A police force in the UK threatened to start searching people’s shopping baskets in order to catch coronavirus lockdown violators, but later had to backtrack following a public backlash.
Northamptonshire Police chief constable Nick Adderley prompted outrage after he appeared in a video to warn people who were buying unessential items at grocery stores that their purchases may be scrutinized by the authorities.
“We will not at this stage be starting to marshal supermarkets and checking the items in baskets and trolleys to see whether it’s a legitimate, necessary item but again be under no illusion, if people do not heed the warnings and the pleas that I’m making today, we will start to do that,” said Adderley.
Northamptonshire Police is among the worst performers in the country for bringing charges after cases of burglary. But its chief constable will damn well rummage through your shopping basket and find that incriminating can of air freshener if he wishes. pic.twitter.com/3rHhM72U0p— Paul Embery (@PaulEmbery) April 9, 2020
Adderley also said police checkpoints would be set up if people didn’t properly adhere to quarantine rules, warning that a “three-week grace period” in his county was over.
“If things don’t improve, and we don’t get the compliance we would expect, then the next stage will be road blocks and it will be stopping people to ask why they are going, where they’re going,” he said.
The police force later had to backtrack from Adderley’s comments, tweeting, “To clarify some suggestions made in the media, we absolutely will NOT be searching people’s shopping trolleys in Northamptonshire.”
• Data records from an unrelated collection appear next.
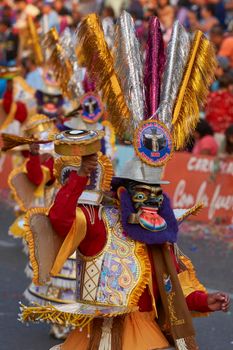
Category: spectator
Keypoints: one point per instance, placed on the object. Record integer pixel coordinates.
(222, 67)
(224, 45)
(65, 16)
(219, 107)
(34, 75)
(229, 140)
(166, 15)
(24, 10)
(182, 12)
(49, 18)
(204, 140)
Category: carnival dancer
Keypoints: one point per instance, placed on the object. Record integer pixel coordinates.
(135, 289)
(33, 185)
(13, 111)
(89, 112)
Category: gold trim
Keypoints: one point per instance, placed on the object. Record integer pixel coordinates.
(31, 243)
(21, 169)
(108, 241)
(50, 313)
(63, 162)
(12, 174)
(55, 300)
(108, 124)
(106, 173)
(192, 211)
(10, 117)
(145, 273)
(150, 163)
(24, 85)
(79, 148)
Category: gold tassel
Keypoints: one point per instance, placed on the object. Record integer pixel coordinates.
(199, 73)
(11, 141)
(94, 54)
(96, 333)
(61, 67)
(35, 42)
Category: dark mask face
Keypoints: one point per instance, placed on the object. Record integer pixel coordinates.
(147, 199)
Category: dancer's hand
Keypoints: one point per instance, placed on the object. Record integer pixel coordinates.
(218, 301)
(88, 164)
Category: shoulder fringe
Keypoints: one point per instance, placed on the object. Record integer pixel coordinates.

To clarify some suggestions made in the media, we absolutely will NOT be searching people's shopping trolleys in Northamptonshire.— Northants Police #StayHomeSaveLives (@NorthantsPolice) April 9, 2020
The same message was communicated to our officers from the very moment we were given these new powers... https://t.co/tbBybJXtY8
UK Home Secretary Priti Patel also told a radio station that such measures were “not appropriate.”
“This is not about heavy-handed law enforcement. I think I really must emphasize that. There’s a balance to this,” she commented.
Big Brother Watch’s Silkie Carlo said Adderley’s suggestions were “outrageous.”
“It would be completely disproportionate for police to start investigating shopping baskets or stopping every car at road checks, and there’s no legal basis for them to do so,” she remarked.
This is by no means the first time a UK police force has faced heat for using draconian measures to impose the COVID-19 lockdown.
Derbyshire Police were ridiculed after they used a surveillance drone to spy on dog walkers in remote countryside and then publicly shamed them online by posting the video.
The same police force also dyed a blue lagoon black in order to deter people from gathering there.